Barrie is one of the largest cities in southwestern Ontario. Located on the shore of Lake Simcoe and surrounded by woods, this is a great point of departure for exploring the lush wilderness north of Toronto. Before heading into the forest, check out Barrie’s lively art scene.
In summer, explore the waterfront along Lake Simcoe. Take the 4.2-mile (6.7-kilometer) trail through Barrie’s lakeside area to reach several beaches. Swim at Centennial Beach in the refreshing lake water after enjoying beach volleyball on the sand or a game of miniature golf nearby. Rent a motorboat or a Jet Ski to explore Lake Simcoe’s vast 279-square-mile (722-square-kilometer) area.
Walk up to the Spirit Catcher, the 22-ton (20-tonne) steel sculpture on the Lake Simcoe waterfront. Originally designed for the 1986 World’s Fair in Vancouver by Ontario sculptor Ron Baird, the towering statue is influenced by the art of Ontario’s indigenous groups.
See more works by regional artists at the MacLaren Art Center. Temporary exhibitions of Canadian artists supplement a 26,600-piece permanent collection, with an especially large selection of Soviet press photographs.
Get out into the Ontario forest in the Ardagh Bluffs Natural Area. This 518-acre (210-hectare) plot of forest is in the southwest part of town. To visit a more remote stretch of wilderness, drive 40 minutes west of Barrie to reach the Minesing Wetlands Conservation Area. Here, creeks and rivers snake through 15,000 acres (6,070 hectares) of protected wetlands inhabited by deer and hundreds of bird species. Traverse the wooded landscape by canoe.

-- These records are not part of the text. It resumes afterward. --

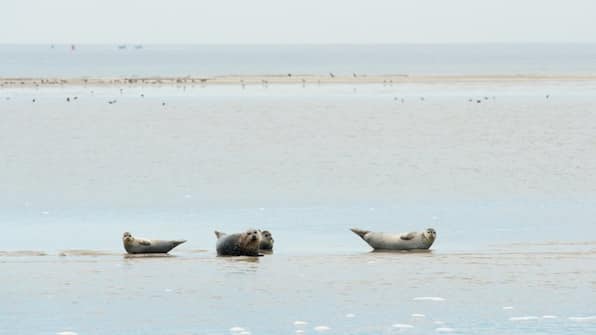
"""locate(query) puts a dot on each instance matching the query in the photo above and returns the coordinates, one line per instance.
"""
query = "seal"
(241, 244)
(266, 241)
(405, 241)
(134, 245)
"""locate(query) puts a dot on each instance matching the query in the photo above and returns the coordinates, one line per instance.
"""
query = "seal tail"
(360, 232)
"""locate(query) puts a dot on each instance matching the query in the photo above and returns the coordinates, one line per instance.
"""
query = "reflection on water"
(359, 293)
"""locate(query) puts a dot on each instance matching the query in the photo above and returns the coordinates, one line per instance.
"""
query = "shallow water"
(508, 184)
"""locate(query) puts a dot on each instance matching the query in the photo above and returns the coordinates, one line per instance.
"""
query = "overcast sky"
(298, 21)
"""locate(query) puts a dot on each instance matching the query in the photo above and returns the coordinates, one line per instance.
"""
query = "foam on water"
(523, 318)
(583, 318)
(429, 299)
(402, 326)
(322, 328)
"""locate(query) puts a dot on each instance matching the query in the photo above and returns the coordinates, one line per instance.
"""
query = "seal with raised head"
(134, 245)
(241, 244)
(266, 241)
(404, 241)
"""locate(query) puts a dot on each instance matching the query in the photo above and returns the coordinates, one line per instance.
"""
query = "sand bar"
(284, 79)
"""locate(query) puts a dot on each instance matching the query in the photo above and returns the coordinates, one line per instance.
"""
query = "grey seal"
(266, 241)
(241, 244)
(134, 245)
(405, 241)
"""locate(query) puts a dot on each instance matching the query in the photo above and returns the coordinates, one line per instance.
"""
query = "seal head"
(266, 240)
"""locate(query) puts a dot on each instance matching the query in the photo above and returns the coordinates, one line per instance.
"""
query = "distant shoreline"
(281, 79)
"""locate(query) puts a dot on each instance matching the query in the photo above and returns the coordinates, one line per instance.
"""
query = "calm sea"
(505, 172)
(175, 60)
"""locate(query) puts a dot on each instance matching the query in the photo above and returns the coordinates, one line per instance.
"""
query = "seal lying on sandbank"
(405, 241)
(144, 246)
(242, 244)
(266, 241)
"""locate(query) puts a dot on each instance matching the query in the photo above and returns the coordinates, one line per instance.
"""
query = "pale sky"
(298, 21)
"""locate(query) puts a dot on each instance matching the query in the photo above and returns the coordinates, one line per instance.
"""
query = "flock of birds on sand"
(253, 242)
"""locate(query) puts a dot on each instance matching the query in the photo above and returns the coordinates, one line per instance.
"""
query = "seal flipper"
(177, 243)
(360, 232)
(408, 236)
(144, 242)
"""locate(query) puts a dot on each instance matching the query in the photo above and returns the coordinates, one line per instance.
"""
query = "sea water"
(508, 183)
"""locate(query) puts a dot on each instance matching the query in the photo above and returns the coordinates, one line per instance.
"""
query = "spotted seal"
(134, 245)
(266, 241)
(405, 241)
(241, 244)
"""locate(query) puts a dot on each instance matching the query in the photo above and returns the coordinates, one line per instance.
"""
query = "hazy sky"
(298, 21)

Barrie is also known for winter attractions. Rent a snowmobile in Barrie to explore the snowy woods outside of town. Several different ski resorts are a short drive from town as well. The closest resort, Snow Valley, is a perfect destination for families and beginner skiers.
From Toronto, make the 1-hour drive or the 3-hour bus ride to Barrie. Once there, get around this region of wetlands, rivers and lakes by boat.